È stato introdotto da Chiara Tomasi, ricercatrice di Economia industriale dell’Università di Trento. La premessa: spesso si sente dire che la crescita dell’economia italiana è frenata da una dinamica della produttività modesta nel confronto internazionale. Si parla di economia stagnante. L’Italia è considerata la bella addormentata d’Europa. Da cosa dipende?
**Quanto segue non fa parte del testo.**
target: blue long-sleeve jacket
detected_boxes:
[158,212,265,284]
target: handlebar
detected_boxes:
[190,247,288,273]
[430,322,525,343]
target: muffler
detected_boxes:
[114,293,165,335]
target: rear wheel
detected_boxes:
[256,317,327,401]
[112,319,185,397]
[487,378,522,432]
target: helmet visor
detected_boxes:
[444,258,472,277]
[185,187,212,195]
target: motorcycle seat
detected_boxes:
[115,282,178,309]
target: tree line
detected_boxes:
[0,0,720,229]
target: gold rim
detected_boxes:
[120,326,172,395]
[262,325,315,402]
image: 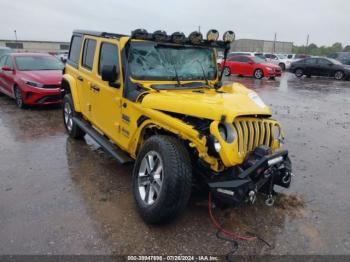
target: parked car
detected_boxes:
[0,46,14,57]
[220,55,282,79]
[62,29,292,224]
[0,53,64,108]
[290,57,350,80]
[327,52,350,65]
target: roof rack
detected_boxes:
[73,30,127,38]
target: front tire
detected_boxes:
[63,94,85,139]
[334,71,345,81]
[254,69,264,79]
[224,66,231,76]
[133,135,192,224]
[294,68,304,78]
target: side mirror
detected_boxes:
[101,65,120,88]
[1,66,13,72]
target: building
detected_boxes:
[231,39,293,54]
[0,40,69,53]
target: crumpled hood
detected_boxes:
[142,84,271,122]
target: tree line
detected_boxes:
[293,42,350,56]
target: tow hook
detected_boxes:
[248,190,256,204]
[265,194,275,207]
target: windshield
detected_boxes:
[128,42,217,80]
[252,56,267,64]
[15,56,64,71]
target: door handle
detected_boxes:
[90,84,100,92]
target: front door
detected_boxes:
[91,39,125,147]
Bugamelli ha analizzato le principali determinanti della produttività. La correlazione con le scelte tecnologiche e di lavoro delle imprese, con il contesto istituzionale e normativo. Ha chiarito come la produttività non dipenda dalla quantità degli ingredienti a disposizione, ma dalla capacità di amalgamarli. Quindi dipenda dall’efficienza organizzativa. Ha sottolineato – grafici alla mano - come la produttività abbia una relazione positiva con il reddito procapite e quindi sia cruciale per gli standard di vita della cittadinanza. I segnali positivi non mancano come la produttività del settore manifatturiero che ha ripreso a crescere. Ma le microimprese italiane sono in media poco efficienti. Si è in un sistema economico in cui la capacità di allocare risorse è andata migliorando, ma c’è sabbia negli ingranaggi. C’è qualcosa che non funziona nella selezione di nuove imprese: fin dalla nascita non sono in grado di generare dinamismo. La crescita della produttività aggregata dipende dalla capacità innovativa, dal capitale umano e dalla capacità organizzativa oltre che da fattori esterni. Innovazione e tecnologia sono una variabile chiave della produttività come buone pratiche manageriali per gestire il cambiamento. E non aiuta avere capitale umano poco istruito (in Italia solo il 18% della popolazione tra i 25 e i 64 anni ha la laurea, uno dei dati più bassi a livello europeo) né avere piccole imprese con tutto il management familiare.